A) L’Apôtre l’indique en disant: "Que (pour: que si) Dieu, voulant manifester sa colère," c’est-à-dire sa justice vindicative; car on ne dit pas que la colère soit en Dieu comme le trouble de la passion, mais comme un effet de la justice qui punit. C’est ainsi qu’il est dit plus haut (, 18): "Dans l’Evangile même est révélée la colère de Dieu." S. Paul ajoute: "Et signaler sa puissance," parce que Dieu ne fait pas sentir aux méchants sa colère seulement, c’est-à-dire sa vengeance, en punissant ceux qu’il a soumis, mais encore sa puissance, en se les assujettissant (Ph 3,21): "Par cette vertu efficace qui peut lui assujettir toutes choses;" (Exode, XIV, 30): "ils virent les Egyptiens morts sur le rivage de la mer, et la grande puissance que Dieu avait déployée contre eux."

B) L’usage des méchants, celui pour lequel Dieu se sert d’eux, c’est la colère, c’est-à-dire le châtiment. Voilà pourquoi S. Paul les appelle: "vases de colère," c’est-à-dire des instruments de justice, dont Dieu se sert pour manifester sa colère, ou justice vindicative (Ephés., II, 3): "Nous étions par nature enfants de colère."

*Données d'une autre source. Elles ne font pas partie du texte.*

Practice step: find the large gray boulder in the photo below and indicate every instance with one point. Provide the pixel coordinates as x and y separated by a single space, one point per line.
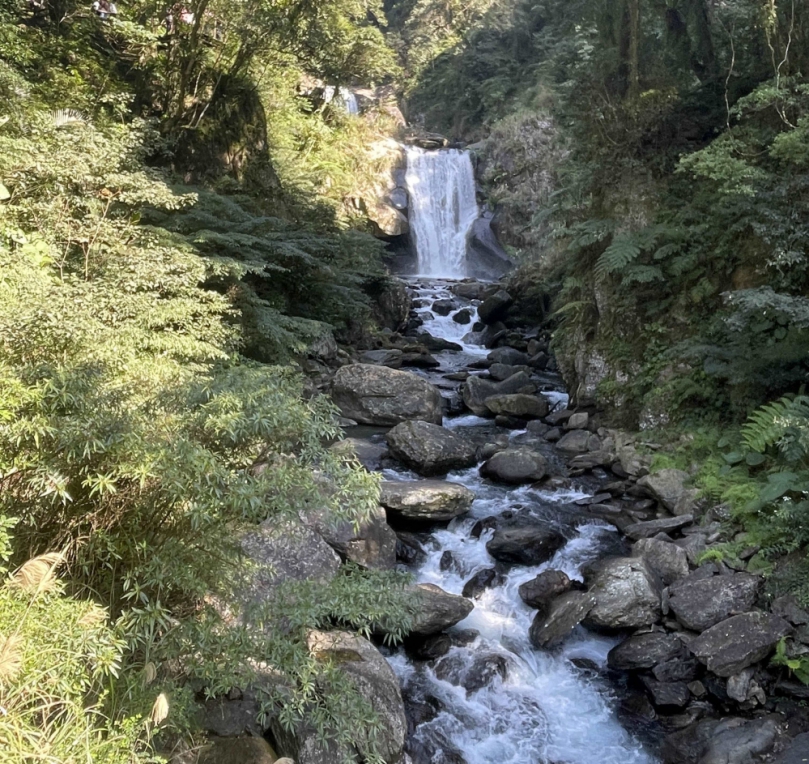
476 390
701 603
381 396
548 585
644 651
664 558
515 466
666 486
738 642
529 544
370 675
371 545
427 500
280 552
429 449
564 614
437 610
627 594
518 405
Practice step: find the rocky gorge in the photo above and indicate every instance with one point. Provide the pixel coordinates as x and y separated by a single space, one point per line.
565 606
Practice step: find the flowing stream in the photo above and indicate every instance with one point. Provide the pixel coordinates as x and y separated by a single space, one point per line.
443 208
534 707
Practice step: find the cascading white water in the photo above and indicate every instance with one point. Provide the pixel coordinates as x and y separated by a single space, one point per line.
443 208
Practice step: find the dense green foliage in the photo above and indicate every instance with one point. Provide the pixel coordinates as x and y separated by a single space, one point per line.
174 226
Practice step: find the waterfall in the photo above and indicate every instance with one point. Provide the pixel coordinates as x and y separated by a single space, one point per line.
443 208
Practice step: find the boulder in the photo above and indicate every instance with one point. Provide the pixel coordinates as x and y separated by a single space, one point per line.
530 544
539 591
437 610
627 594
363 666
476 390
391 358
666 486
515 466
644 651
377 395
427 500
578 442
738 642
564 614
430 449
518 405
664 558
650 528
496 307
372 545
699 604
245 750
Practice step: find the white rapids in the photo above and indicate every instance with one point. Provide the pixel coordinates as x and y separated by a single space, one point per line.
550 708
443 208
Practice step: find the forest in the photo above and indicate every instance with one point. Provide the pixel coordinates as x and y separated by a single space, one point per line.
186 232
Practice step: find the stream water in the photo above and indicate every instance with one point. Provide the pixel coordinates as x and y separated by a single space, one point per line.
550 707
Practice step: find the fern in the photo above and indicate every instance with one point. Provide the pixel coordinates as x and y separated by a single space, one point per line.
783 424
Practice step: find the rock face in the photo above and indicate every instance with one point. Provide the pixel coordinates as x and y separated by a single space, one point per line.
539 591
364 667
666 486
427 500
515 466
525 545
436 610
377 395
627 595
644 651
699 604
564 614
664 558
282 552
430 449
738 642
476 390
372 545
522 406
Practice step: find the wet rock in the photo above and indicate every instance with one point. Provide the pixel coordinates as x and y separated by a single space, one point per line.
437 610
666 486
539 591
480 582
515 466
380 396
644 651
426 500
517 405
437 344
578 442
664 558
391 358
245 750
627 594
667 695
564 614
495 308
524 545
430 449
650 528
372 545
476 390
738 642
444 307
474 675
699 604
729 741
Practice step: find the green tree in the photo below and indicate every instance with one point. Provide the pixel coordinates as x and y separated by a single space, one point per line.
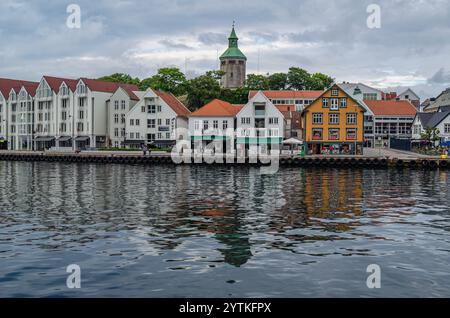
203 89
121 78
168 79
278 81
257 82
298 79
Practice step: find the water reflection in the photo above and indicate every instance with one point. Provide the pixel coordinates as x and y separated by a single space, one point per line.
135 211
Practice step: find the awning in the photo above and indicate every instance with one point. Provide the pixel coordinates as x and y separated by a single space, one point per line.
134 142
293 141
64 138
44 139
82 138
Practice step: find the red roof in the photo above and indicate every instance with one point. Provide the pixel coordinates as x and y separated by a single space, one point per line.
110 87
286 108
391 107
177 106
289 94
56 82
217 108
7 84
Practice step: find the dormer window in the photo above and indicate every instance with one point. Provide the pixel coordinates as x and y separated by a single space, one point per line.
81 89
334 92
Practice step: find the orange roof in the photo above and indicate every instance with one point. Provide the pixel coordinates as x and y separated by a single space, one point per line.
217 108
391 107
286 108
177 106
289 94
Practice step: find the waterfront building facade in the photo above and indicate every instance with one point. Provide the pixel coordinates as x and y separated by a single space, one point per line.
154 120
299 99
442 101
437 120
233 63
334 123
388 119
214 122
260 126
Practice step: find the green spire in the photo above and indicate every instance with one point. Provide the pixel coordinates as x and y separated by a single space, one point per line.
233 48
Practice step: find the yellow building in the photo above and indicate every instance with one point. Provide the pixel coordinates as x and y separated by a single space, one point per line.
334 124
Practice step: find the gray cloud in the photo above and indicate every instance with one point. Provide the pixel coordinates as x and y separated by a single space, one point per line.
440 77
138 37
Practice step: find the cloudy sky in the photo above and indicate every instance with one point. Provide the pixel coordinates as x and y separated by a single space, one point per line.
411 49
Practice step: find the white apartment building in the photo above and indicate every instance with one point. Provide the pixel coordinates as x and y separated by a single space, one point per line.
299 99
259 125
214 122
154 119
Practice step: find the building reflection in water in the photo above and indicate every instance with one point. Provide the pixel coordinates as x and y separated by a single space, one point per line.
236 207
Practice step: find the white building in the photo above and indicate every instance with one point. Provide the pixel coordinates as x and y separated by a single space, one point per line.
154 119
259 124
299 99
216 121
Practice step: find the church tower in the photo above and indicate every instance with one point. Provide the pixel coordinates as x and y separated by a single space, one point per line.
234 63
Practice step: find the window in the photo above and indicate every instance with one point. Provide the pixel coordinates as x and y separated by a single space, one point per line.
333 134
317 134
447 128
245 120
351 133
151 123
273 121
351 119
317 118
334 92
334 119
334 104
370 96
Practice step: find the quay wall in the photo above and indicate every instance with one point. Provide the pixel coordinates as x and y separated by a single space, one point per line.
284 161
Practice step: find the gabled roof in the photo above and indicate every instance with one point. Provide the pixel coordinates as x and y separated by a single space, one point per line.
110 87
287 94
217 108
410 92
391 107
7 84
56 82
431 120
177 106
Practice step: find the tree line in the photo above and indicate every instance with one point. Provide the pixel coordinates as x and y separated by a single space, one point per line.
202 89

C) Enfin l’acte que Dieu exerce à leur égard n’est pas qu’il les dispose au mal, car ils ont d’eux-mêmes cette disposition par la corruption du premier péché; ce qui fait dire à S. Paul: "Des vases de colère propres à être détruits," c’est-à-dire ayant en eux l’aptitude à la damnation éternelle (Gen., VI, 5): "Dieu, voyant que la malice des hommes se multipliait sur la terre, et que toutes les pensées du coeur humain étaient en tout temps tournées vers le mal..." Or Dieu ne fait à leur égard que de les laisser agir selon leurs convoitises, ce qui fait dire à S. Paul en termes exprès: "Il les a supportés." Ce qui démontre sa patience, c’est qu’il n’en tire pas immédiatement vengeance; aussi l’Apôtre ajoute: "Avec une patience extrême" (Ecclésiastique V, 4): "Le Très-Haut est patient pour rétribuer."

S. Paul procède à l’égard des bons de la même manière.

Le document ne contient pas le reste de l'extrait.